All was not totally grim, despite the poverty and the whiskey and the squalid living and the riots. The Irish could still crack a joke. They retained the gift of provoking a laugh or a grin, and they flocked to the penny theaters to laugh at stage lampoons of themselves. There they saw a caricature of the Irish workman with the whole world against him. He would be dressed in clothes fit for a giant, smoke a stub of black clay pipe, and be told to dig a mile of ditch using a shovel with a one-foot handle.

It might be taken, because of Ireland’s long struggle for independence, that what the Irish were looking for in America was political freedom, but that is an idealistic and unreal point of view. They were looking for freedom from hunger. Their need was as grim and as basic as that.

The great problem, of course, was work. And of that there was plenty—outside the cities. The Irish arrived at the very dawn of the canal and railroad era in America. They came as the Industrial Revolution was just about to get under way, when the Pennsylvania coal deposits and those in West Virginia were awaiting full exploitation.

The mass of the Irish had no skills to offer, no learning, no industrial experience. But they had muscle power and the stamina of dray horses. They were starvation-thin and big-boned, but they were not afraid of work. In America they met with the pick and the shcvel and the drill, and they spat on their hands and drove the canals through the cities and the green fields, linking river to river and lake to lake.

They picked up spiking mauls and crowbars and rail tongs and laid railroads all over the Eastern states. They used sledge hammers and heavy, man-operated tamping tools and built roads where there had previously been naked cart tracks.

Before the coming of the railroad and the macadamized road surfaces, which had just been developed in Britain around 1820, the rivers and lakes were the preferable highways of America. They were excellent natural arteries, but they were not always convenient because traffic was limited to the number of boats available, and also because, until the steamboat came into being, schedules were utterly unreliable.

The Irish, then, arrived at a time of approaching transportation deadlock. And they broke the deadlock.

There were in the United States at the time few Americans who would hire out as laborers. The average American sought a higher station and had the initiative and education to get it. The lowly Irishman, glad to get six dollars a month and his keep, supplied a crying need for unskilled labor. Off they went by the thousands to the railroad and canal and road-building jobs or to the mines and the quarries, and in so doing they changed the face and outlook of America.

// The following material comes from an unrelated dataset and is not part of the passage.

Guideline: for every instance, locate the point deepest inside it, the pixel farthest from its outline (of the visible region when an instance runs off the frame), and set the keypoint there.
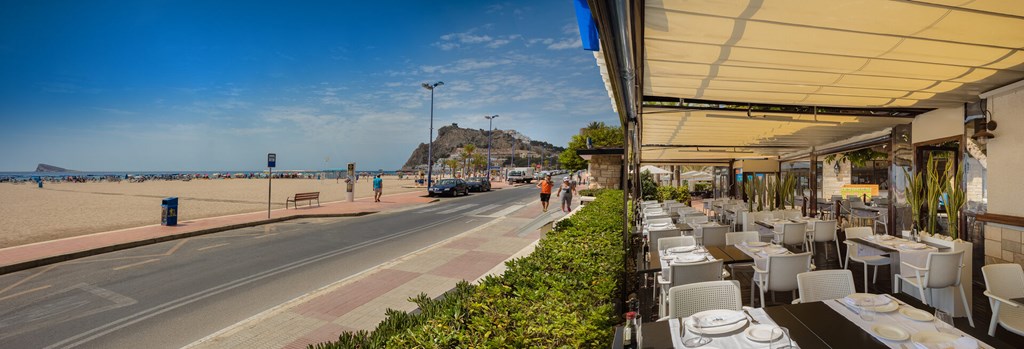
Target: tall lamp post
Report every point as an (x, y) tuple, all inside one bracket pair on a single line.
[(430, 145), (491, 129)]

The National Road, a project dear to George Washington and tirelessly urged by Jefferson, was approved by the Congress just before the arrival of the Irish laborers, and it was they who made the road possible. Its construction took them into Pennsylvania, and the farmers marveled at the brigades of a thousand Irish laborers with picks, shovels, gunpowder, and carts who drove through hills and mountains “a roadway good enough for an emperor to travel over.” The road went on through Pennsylvania into Ohio, and the Irish settled in these parts in small shanty towns that later became permanent townships and cities.

It was the same with the canal projects. By 1818 there were three thousand Irishmen working on the Erie Canal, a project pushed through by DeWitt Clinton. Twenty-two years later New York had nearly a thousand miles of canals built by Irishmen. And everywhere, the Irish—those who had saved some of their earnings—settled to start towns of their own or to swell the population of towns already established.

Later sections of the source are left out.